The part of the nib that is we typically see is called the body of the nib. But for almost as much in length, within the nib section of the pen body is the tail or base of the nib. That part is covered by the nib section of the pen.
The body of the nib covers the ink and air channels that allow ink to flow out of, and air into, the ink chamber.
The vent or air hole, as well as the gills under the nib, are included on some nibs as a means to help air going back through the feeds into the ink chamber. Not all nibs have gills below the body of the nib, not all nibs have an air hole or vent on the top of the nib.
The tip of the nib is the end portion that flows across the paper.
The tines are the two sides of the lowest part of the nib, separated by a slit. The ink runs underneath, along the sit, towards the tip.
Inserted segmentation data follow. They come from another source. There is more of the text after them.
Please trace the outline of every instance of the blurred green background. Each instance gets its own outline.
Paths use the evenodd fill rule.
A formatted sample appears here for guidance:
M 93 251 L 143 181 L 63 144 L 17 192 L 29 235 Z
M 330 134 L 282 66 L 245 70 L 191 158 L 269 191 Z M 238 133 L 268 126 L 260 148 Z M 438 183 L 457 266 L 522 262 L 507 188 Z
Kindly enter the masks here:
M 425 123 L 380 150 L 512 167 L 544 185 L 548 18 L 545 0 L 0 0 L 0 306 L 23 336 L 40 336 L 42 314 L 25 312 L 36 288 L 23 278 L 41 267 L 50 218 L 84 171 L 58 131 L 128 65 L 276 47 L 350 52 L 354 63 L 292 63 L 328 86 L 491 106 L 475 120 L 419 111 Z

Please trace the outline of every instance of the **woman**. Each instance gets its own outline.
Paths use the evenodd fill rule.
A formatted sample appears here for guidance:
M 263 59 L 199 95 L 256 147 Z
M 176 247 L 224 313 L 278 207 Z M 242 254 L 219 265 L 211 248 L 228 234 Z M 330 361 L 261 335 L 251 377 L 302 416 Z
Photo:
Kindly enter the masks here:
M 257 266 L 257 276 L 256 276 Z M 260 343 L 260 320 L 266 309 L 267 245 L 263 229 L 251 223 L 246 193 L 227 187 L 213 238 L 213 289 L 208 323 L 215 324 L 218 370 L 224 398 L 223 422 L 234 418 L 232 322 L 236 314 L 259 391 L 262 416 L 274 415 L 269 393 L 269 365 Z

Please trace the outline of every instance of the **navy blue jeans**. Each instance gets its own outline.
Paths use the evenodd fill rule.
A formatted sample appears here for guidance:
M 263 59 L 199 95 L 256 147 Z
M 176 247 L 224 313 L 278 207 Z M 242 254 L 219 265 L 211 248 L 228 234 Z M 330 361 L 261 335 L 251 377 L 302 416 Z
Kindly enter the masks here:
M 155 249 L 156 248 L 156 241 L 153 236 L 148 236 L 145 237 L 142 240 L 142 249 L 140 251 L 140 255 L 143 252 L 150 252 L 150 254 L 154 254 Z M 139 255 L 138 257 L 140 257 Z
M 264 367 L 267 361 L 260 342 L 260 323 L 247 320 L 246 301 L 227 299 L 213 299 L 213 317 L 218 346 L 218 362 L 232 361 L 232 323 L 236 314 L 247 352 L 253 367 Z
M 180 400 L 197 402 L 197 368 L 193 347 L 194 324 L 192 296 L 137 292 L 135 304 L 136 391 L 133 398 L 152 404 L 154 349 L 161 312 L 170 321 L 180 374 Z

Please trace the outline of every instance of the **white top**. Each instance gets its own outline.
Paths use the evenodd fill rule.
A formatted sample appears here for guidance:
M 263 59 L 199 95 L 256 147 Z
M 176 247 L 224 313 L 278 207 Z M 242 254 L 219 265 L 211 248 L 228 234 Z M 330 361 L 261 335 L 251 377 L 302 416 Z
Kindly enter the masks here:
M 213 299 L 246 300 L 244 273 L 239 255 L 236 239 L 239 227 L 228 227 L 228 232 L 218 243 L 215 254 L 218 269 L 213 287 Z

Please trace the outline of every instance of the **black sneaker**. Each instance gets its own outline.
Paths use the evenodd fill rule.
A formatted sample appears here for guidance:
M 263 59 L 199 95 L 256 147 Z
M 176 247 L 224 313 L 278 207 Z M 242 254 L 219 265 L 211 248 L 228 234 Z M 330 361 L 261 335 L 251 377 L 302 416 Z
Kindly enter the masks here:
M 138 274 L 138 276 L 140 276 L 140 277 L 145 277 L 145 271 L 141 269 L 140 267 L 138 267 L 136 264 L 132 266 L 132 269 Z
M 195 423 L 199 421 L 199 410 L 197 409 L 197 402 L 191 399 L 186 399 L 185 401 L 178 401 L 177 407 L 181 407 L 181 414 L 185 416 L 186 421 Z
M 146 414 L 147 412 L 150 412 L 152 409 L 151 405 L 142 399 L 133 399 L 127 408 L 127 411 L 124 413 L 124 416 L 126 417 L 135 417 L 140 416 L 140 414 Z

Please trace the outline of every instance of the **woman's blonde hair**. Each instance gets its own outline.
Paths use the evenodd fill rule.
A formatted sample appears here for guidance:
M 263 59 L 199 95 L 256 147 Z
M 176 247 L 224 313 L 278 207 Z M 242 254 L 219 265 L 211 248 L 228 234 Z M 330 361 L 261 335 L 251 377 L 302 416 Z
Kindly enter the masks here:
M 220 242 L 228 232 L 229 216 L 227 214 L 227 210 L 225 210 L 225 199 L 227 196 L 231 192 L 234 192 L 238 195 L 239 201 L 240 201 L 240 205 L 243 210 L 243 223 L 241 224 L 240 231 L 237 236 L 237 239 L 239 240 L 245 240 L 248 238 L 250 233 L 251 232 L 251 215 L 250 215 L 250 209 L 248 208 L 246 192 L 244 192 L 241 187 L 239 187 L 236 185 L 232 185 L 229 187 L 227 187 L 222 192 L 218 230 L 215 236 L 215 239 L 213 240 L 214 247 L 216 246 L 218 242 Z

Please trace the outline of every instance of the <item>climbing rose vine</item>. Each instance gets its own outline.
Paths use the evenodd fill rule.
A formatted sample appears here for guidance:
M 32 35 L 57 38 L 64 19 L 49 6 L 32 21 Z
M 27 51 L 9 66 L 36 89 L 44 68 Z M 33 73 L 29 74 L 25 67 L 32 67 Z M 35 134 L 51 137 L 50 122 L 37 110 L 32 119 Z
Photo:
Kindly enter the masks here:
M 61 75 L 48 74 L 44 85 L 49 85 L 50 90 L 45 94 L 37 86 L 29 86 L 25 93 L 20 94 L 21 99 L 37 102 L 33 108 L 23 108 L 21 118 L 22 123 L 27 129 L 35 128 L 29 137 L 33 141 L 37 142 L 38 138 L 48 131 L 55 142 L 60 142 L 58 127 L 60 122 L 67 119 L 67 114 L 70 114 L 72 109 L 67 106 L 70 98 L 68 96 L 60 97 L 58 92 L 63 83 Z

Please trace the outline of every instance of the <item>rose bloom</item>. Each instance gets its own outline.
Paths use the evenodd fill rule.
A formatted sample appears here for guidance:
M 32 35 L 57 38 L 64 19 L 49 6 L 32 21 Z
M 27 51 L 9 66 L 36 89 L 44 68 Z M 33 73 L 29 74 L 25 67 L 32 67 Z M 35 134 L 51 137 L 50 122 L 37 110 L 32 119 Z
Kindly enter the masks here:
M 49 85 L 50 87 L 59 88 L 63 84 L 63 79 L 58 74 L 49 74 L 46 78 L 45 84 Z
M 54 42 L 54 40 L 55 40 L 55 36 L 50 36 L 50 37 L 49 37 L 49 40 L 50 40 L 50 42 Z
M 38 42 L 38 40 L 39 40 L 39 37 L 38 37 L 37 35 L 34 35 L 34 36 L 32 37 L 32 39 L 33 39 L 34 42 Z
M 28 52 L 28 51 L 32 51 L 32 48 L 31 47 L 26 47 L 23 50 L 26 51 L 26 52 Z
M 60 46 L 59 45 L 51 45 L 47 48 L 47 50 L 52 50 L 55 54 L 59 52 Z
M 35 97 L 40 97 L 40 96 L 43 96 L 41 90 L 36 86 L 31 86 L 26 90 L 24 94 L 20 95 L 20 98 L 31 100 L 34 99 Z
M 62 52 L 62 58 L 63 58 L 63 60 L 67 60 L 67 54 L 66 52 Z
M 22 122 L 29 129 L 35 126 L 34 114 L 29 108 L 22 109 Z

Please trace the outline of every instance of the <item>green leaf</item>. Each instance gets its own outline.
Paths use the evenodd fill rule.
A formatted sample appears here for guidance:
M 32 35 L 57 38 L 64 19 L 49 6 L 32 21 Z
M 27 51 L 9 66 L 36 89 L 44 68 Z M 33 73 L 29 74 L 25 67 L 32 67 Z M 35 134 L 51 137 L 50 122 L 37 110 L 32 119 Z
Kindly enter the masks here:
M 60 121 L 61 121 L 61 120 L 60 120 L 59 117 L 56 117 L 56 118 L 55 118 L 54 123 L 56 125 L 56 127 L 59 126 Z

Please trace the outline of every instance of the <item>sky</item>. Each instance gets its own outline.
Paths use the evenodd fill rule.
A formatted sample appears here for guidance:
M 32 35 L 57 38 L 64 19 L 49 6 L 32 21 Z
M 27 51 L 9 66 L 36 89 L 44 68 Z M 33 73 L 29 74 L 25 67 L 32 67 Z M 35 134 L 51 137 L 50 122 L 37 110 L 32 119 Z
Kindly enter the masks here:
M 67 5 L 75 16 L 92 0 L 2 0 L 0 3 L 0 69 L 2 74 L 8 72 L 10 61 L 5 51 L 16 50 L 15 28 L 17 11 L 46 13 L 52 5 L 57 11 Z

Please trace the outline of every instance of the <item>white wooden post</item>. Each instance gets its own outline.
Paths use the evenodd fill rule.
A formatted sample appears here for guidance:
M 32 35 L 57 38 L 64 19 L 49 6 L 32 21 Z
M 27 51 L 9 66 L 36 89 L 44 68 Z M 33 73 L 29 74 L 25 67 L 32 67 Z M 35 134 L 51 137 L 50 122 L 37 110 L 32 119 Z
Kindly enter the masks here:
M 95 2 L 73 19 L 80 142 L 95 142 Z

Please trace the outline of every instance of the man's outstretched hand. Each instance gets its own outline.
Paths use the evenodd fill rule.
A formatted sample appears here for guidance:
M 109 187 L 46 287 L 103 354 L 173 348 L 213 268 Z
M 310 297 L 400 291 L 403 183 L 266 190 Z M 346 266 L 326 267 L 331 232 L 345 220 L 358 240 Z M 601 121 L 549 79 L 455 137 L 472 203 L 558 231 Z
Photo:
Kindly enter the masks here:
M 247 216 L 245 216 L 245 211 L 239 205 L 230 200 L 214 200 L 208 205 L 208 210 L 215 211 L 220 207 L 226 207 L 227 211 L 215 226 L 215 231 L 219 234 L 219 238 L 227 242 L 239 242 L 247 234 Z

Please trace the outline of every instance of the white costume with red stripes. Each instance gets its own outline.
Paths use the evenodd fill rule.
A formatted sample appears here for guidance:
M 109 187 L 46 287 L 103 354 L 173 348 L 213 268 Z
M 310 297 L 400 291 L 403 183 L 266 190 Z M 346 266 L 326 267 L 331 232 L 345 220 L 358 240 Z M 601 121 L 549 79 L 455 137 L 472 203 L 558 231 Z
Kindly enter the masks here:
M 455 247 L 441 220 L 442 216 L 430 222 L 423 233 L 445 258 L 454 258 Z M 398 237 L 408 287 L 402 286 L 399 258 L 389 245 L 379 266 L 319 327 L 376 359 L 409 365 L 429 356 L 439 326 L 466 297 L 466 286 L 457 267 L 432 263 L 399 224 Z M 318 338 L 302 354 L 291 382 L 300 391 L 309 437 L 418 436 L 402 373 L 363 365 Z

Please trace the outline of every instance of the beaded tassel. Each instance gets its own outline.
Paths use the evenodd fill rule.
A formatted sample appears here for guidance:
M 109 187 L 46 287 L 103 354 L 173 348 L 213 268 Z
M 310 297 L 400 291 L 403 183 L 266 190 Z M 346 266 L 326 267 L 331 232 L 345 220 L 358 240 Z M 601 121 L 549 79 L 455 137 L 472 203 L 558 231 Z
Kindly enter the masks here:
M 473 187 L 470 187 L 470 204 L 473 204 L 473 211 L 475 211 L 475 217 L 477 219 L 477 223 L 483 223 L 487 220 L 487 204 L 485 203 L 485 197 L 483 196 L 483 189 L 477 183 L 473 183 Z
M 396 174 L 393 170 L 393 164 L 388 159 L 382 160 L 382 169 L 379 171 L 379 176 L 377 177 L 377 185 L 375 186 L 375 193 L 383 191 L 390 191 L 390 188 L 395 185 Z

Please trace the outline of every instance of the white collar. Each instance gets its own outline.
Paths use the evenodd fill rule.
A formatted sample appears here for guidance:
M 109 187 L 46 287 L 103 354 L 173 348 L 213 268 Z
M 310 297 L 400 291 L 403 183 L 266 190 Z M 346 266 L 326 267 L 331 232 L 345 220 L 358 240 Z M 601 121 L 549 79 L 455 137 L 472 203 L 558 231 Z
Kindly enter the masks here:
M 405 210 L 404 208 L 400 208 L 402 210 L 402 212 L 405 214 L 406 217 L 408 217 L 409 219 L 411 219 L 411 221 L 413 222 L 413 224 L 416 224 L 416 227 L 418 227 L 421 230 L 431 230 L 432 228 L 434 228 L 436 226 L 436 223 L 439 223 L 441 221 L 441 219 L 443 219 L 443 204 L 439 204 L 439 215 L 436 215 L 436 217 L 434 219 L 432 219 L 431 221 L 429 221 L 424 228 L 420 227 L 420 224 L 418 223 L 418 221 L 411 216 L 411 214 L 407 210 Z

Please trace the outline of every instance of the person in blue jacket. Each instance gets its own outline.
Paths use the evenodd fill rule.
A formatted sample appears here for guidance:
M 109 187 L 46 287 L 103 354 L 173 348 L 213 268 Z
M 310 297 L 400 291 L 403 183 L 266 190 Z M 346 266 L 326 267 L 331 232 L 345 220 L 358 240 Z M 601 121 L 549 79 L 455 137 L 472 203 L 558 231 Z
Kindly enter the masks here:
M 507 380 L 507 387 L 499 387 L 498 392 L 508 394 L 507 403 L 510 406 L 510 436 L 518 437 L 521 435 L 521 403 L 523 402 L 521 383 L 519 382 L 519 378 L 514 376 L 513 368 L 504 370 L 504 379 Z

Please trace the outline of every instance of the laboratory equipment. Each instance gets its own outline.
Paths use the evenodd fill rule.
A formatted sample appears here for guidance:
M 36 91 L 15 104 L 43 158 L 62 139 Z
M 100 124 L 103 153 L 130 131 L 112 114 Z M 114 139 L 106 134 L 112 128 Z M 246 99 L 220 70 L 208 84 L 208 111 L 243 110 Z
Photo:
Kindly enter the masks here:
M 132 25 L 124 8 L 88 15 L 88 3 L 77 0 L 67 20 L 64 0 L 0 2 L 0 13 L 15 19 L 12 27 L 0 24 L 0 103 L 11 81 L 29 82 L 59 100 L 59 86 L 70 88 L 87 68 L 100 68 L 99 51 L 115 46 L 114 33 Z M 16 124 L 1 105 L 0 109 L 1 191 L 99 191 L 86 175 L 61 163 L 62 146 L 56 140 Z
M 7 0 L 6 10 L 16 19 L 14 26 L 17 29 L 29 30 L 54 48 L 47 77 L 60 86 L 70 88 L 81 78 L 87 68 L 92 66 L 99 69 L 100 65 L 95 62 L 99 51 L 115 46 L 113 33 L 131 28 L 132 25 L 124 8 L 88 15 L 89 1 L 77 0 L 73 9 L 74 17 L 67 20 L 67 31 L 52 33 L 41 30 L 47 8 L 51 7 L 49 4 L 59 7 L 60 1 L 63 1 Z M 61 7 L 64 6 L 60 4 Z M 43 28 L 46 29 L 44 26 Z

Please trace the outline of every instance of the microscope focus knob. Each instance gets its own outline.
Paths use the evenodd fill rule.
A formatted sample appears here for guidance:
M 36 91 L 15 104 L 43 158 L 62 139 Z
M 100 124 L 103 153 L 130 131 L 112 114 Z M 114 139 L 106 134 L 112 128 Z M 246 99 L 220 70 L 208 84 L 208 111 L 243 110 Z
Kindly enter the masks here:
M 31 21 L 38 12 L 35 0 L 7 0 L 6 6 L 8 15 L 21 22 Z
Around 1808 the first English patent for a steel pen nib was noted. This design was refined around 1830 for a nib with a hole and slits that gave the nib better flexibility.
Gold started to be used as a material for nibs. But, because gold is relatively soft and with use, wears down, it was in 1834 that manufacturers started to use use iridium in the form of a small pellet that was added to the tip of the nib. This gave increased life to the nib.
I had the opportunity to watch the entire nib making process when I visited the Waterman pen factory in France a number of years ago.
The metal that is used for the nib is rolled into thin sheets. The nib shapes are then stamped from the sheets to form blanks which are then heat tempered.
Curving and shaping takes place and this step adds strength to the metal. Then the tip is applied to the nib point. An ink canal is cut with and the point is ground, shaped and polished.
It is the quality of the tip, the iridium for example, that really in essence makes the writing experience of the nib. The metal of the nib contributes in that it can have give, a spring, or be very stiff. It all impacts the writing experience.
Fountain pen nibs are typically classified such as fine, medium or broad based on the size and shape of the metal pellet on the tip of the nib that touches the paper. The end of the nib is but to match the style of the nib. Stub nibs have a squared pellet, and the nibs themselves are squared off. All visually matches, and if there is fluid ink on the paper, the actual cut of the nib helps to shape the writing line.
Nibs vary in terms of the width of a fine or medium etc. European nibs are in the same general range. There is a more marked difference in the width of nibs from Asia. As a general overview, Asian nibs are narrower than say the standards set by the European manufacturers.
Some manufactures made many variations that include oblique or italic nibs as well as those than can be slanted for left-hand writing. Pelikan, for example, has ten different nib styles ranging from Extra Fine, Fine, Medium, Broad, Double Broad, a Triple Broad, Oblique Medium, Oblique Broad, Oblique Double Broad and a Triple Oblique Broad.
Stores on the other hand typically stock fine, medium and broads and even sometime the double broad. It is the exception store that stocks some of the other styles.